The maze is dynamically rendered in the terminal output utilizing:
- ASCII walls (████, █)
- ANSI colors:
- Walls (customizable)
- Entry (E)
- Exit (X)
- Solution path (●)
- "42" pattern
This project is packaged to include a reusable module that can be imported into other Python applications.
Import Statement:
from mazegen.maze_generator import MazeGeneratorImplementation Example:
config = {
"WIDTH": 20,
"HEIGHT": 15,
"ENTRY": (0, 0),
"EXIT": (19, 14),
"PERFECT": "True",
"SEED": 42
}
maze = MazeGenerator(config)
maze.generate(animate=False)
maze.solve()
maze.print_maze(show_path=True)Available Methods:
generate(animate: bool): Computes the maze structure.solve(): Computes the shortest path using BFS and returns the direction string.print_maze(show_path: bool): Renders the ASCII representation to standard output.write_maze(filename: str): Exports the hexadecimal grid and solution to a specified file.
- Depth-First Search (DFS): Chosen for its efficiency in generating natural-looking, complex mazes with long corridors, while ensuring full connectivity without isolated sections.
- Breadth-First Search (BFS): Selected for the solver due to its absolute mathematical guarantee of finding the shortest path in an unweighted graph.
- Iterative Architecture: The DFS relies on a manual stack rather than recursion to prevent Python RecursionError exceptions when generating excessively large mazes.
Roles and Responsibilities:
-
jabuleje: Handled the retrieval and parsing of maze configurations, implemented the core DFS and BFS algorithms, and managed the maze.txt file generation protocol.
-
mvasquez: Managed user interactions and the terminal menu flow, implemented the imperfect maze generator (loops and multiple paths), and configured the project packaging structures (pyproject.toml).
As per curriculum requirements, a static pattern representing the number "42" is embedded in the center of the maze.
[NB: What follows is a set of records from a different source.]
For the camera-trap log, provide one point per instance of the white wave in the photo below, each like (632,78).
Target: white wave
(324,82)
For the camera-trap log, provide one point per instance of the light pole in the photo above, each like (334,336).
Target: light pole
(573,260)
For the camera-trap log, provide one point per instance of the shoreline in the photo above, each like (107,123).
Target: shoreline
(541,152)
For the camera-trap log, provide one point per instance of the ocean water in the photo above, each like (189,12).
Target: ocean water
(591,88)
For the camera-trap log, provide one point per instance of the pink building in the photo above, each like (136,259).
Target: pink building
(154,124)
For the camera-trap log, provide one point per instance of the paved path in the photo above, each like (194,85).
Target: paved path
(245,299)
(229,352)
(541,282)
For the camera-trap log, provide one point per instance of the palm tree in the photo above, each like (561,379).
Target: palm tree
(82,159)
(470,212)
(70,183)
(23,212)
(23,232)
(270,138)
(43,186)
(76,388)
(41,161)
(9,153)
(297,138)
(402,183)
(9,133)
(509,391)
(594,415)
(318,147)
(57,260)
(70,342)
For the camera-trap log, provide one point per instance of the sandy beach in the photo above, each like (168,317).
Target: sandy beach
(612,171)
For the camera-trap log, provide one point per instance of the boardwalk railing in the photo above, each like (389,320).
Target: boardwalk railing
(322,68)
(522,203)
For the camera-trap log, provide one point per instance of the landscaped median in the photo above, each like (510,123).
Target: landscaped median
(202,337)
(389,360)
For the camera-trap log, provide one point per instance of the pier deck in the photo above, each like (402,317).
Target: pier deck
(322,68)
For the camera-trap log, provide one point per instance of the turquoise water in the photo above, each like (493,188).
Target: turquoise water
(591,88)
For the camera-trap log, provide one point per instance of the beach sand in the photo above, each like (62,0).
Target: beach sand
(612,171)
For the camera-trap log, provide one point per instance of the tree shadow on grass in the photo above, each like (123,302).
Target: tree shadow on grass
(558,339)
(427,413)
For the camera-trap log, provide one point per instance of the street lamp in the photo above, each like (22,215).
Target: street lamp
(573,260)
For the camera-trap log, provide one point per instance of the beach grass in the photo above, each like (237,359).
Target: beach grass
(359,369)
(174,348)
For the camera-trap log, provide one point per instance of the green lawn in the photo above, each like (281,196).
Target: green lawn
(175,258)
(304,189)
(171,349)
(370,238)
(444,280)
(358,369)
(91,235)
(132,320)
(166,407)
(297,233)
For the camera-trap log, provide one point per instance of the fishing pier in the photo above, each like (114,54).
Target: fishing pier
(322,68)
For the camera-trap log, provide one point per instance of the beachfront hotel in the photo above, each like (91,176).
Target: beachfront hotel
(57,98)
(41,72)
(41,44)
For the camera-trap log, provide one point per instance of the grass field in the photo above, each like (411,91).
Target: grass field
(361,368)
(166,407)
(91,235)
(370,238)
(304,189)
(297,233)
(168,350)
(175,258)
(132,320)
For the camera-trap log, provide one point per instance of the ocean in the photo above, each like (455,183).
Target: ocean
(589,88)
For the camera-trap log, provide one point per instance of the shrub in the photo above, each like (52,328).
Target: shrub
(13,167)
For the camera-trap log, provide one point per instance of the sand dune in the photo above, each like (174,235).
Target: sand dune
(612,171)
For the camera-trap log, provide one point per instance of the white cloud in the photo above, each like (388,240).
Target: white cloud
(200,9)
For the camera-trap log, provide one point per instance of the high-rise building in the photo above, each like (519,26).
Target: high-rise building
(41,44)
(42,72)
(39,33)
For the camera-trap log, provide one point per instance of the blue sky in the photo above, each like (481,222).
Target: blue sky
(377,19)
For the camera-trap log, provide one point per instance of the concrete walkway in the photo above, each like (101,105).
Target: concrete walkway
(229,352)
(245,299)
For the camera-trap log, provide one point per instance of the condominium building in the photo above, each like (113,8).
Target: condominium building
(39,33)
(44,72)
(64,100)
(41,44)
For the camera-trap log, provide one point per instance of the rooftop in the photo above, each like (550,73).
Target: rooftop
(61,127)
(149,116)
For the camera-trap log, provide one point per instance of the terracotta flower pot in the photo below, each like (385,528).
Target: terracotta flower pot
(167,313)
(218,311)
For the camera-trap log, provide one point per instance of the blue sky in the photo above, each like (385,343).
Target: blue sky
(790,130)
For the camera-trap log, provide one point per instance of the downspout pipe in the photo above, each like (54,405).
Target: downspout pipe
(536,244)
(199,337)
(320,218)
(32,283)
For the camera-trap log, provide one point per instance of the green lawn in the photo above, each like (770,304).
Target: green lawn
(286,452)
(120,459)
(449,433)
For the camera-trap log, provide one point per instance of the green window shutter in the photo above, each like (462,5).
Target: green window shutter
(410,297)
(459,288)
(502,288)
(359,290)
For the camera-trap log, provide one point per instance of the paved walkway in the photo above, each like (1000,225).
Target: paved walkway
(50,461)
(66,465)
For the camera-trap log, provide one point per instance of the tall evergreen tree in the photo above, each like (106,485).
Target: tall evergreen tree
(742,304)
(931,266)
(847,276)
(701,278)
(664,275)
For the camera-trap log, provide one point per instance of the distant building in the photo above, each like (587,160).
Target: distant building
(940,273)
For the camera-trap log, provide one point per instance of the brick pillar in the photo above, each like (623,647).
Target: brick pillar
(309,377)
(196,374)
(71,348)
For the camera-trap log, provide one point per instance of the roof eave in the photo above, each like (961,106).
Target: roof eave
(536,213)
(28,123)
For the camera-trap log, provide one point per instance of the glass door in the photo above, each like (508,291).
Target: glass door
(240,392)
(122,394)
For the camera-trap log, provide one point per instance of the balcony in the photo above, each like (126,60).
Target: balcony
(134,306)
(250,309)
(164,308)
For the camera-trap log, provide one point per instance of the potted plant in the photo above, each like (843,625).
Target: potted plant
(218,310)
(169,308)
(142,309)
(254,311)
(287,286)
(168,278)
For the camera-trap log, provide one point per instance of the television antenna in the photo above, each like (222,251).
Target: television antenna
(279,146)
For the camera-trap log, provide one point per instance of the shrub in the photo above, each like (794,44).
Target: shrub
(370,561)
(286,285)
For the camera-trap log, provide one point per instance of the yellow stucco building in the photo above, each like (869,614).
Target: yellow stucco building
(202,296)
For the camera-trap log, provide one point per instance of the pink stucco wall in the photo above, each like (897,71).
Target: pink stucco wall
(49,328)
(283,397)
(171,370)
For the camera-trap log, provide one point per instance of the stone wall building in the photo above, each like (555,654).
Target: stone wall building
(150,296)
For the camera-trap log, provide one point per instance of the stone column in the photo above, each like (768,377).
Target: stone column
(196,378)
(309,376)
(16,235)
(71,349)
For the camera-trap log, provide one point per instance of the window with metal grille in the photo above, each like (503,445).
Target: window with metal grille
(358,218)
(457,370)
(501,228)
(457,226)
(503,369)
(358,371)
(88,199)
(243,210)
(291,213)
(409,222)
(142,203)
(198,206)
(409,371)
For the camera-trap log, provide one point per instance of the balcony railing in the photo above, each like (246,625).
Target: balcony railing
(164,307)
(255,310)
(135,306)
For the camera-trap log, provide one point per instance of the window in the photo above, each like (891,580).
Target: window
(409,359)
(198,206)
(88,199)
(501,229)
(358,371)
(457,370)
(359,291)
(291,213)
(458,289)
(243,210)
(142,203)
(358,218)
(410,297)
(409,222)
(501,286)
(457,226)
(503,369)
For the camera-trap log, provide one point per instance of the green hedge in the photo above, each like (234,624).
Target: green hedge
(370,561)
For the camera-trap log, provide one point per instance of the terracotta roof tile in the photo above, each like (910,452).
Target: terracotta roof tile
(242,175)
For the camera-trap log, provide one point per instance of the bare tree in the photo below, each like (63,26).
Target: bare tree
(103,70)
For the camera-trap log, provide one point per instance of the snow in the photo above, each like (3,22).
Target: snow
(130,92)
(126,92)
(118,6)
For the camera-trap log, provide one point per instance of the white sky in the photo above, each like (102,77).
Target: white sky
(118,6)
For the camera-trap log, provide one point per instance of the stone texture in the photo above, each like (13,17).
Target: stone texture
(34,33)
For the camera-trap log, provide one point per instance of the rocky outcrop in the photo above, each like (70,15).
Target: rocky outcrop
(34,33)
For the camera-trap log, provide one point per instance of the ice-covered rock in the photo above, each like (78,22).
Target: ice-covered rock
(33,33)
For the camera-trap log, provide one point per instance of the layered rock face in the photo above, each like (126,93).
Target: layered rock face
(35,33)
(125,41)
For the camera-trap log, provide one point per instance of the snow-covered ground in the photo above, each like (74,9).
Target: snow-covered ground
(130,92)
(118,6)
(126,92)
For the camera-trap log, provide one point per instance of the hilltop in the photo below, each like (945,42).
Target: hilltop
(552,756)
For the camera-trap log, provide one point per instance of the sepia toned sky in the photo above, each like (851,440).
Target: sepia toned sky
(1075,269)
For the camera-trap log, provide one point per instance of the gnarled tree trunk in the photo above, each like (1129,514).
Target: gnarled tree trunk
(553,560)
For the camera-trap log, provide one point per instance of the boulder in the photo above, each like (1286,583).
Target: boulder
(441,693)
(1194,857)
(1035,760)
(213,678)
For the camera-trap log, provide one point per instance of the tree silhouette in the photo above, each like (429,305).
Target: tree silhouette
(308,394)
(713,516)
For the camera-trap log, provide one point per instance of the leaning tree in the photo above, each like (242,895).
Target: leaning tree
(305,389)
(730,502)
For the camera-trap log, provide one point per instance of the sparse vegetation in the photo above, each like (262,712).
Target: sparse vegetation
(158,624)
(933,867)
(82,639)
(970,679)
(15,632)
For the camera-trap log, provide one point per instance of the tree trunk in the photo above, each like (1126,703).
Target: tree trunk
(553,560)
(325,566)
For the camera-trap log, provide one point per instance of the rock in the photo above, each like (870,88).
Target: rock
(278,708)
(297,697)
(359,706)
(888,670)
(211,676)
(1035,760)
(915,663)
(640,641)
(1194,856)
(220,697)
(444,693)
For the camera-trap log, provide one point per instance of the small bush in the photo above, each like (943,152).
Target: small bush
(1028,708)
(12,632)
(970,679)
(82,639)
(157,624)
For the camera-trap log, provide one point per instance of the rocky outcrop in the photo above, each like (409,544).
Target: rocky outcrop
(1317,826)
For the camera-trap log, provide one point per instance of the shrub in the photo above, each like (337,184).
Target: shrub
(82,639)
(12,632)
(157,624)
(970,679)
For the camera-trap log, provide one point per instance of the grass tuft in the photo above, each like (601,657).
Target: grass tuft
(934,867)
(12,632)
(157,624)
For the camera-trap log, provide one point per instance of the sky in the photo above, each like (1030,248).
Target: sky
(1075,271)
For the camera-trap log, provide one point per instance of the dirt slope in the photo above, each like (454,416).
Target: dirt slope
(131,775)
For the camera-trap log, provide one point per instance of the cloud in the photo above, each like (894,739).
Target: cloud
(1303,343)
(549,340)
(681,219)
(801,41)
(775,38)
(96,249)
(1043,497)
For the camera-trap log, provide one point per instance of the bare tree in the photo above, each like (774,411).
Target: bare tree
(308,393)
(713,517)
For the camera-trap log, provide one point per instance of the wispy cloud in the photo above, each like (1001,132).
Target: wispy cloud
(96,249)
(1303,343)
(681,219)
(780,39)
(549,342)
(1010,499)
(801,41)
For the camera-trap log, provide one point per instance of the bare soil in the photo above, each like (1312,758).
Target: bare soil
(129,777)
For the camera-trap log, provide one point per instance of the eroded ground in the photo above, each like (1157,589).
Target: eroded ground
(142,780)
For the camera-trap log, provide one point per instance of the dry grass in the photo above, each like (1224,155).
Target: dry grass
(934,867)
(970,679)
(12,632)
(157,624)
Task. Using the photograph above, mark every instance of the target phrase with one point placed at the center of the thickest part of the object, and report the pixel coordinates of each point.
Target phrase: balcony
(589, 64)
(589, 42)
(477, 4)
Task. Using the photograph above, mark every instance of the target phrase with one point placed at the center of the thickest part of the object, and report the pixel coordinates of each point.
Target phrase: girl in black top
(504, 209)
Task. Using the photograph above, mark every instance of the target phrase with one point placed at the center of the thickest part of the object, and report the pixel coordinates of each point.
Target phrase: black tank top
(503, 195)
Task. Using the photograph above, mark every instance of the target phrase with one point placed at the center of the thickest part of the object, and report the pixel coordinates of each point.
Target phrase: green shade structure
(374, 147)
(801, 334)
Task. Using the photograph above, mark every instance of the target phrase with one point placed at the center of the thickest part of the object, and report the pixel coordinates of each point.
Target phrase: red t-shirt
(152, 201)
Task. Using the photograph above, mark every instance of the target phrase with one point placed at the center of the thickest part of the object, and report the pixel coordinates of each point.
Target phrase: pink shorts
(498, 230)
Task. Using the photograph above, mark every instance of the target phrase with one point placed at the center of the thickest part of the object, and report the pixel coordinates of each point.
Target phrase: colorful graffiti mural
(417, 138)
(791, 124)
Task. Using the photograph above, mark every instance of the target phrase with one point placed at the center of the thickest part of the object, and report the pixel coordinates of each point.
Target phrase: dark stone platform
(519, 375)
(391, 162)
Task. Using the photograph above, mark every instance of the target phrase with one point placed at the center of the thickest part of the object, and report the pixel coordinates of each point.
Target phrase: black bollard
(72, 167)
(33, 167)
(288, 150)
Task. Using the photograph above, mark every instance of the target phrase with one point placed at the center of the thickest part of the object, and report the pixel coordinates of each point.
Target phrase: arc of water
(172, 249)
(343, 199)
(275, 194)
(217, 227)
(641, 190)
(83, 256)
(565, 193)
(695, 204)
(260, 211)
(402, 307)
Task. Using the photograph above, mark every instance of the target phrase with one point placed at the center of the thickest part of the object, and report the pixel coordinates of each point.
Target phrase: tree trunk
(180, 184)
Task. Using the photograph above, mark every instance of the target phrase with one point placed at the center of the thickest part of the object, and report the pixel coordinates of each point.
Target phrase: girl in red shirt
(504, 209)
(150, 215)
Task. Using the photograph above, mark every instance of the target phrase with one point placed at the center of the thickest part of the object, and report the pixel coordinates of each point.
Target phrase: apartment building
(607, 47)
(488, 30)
These coordinates are strictly reserved, and the generation algorithm dynamically routes paths around them. If the specified maze dimensions are too small to accommodate this pattern safely, the program will halt execution and raise an error.
- Graph Theory Concepts: Depth-First Search and Breadth-First Search.
- Mathematics of Spanning Trees.
- Python Packaging Authority (PyPA) User Guide.
- ANSI Escape Codes Documentation.
Artificial Intelligence tools were utilized strictly as developmental aids for:
- Understanding standard Python packaging requirements and virtual environment deployments.
- Refining, proofreading, and structuring the markdown formatting of this documentation.